Inhibition of serum luteinizing hormone and testosterone with an inhibitory analog of luteinizing hormone-releasing hormone in adult male rhesus monkeys

Abstract

The effects of single and repeated administration of a potent LHRH inhibitory analog (antagonist) [( N-acetyl-D-p-chloro-Phe1,2,D-Trp3,D-Arg6,D-Ala10]LHRH) on serum concentrations of LH and testosterone (T) in adult rhesus monkeys were studied. In Exp 1, single sc injections of the LHRH antagonist (400 micrograms and 50 micrograms) or vehicle were administered and the temporal changes in serum LH and T were determined (n = 4 per group). Both LH and T declined markedly in all animals as soon as 30 min after the LHRH antagonist injection, reaching the nadir (80%) approximately 8 h later and remaining significantly lower than baseline levels for up to 24 h. Control animals had no marked variations in either LH or T serum levels. In Exp 2, daily sc injections of different doses of LHRH antagonist (400 micrograms, 50 micrograms, and 10 micrograms) or vehicle were administered for 7 days to four animals in each group.
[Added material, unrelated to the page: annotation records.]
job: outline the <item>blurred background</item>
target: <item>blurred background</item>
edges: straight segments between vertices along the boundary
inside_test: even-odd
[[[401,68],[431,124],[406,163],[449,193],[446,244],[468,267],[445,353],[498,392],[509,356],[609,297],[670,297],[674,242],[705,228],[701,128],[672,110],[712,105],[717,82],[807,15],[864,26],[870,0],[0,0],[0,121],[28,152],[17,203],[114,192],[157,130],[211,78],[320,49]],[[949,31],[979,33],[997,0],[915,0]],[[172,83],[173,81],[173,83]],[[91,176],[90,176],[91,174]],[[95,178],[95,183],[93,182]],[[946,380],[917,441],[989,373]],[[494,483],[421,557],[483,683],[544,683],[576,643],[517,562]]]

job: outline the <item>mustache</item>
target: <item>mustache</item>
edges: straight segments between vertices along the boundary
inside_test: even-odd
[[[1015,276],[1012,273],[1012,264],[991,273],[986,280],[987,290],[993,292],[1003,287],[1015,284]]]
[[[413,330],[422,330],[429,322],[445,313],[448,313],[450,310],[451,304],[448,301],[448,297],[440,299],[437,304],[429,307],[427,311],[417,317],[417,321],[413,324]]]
The animals in the control group had no significant changes in LH or T levels, whereas those treated with the lowest dose of LHRH antagonist (10 micrograms) had decreased T levels in the absence of changes in LH. The other two doses of LHRH antagonist (400 micrograms and 50 micrograms) induced, as early as 8 h after the initial injection, dramatic decreases in serum levels of both LH and T and these values remained significantly lower than control for up to 3 and 4 days after discontinuation of drug administration, respectively. We conclude from this study that LHRH inhibitory analogs are potent inhibitors of LH and T in adult rhesus monkeys. They have potential use in clinical trials for male contraception as well as in patients in whom inhibition of gonadotropin and steroid secretion is desired.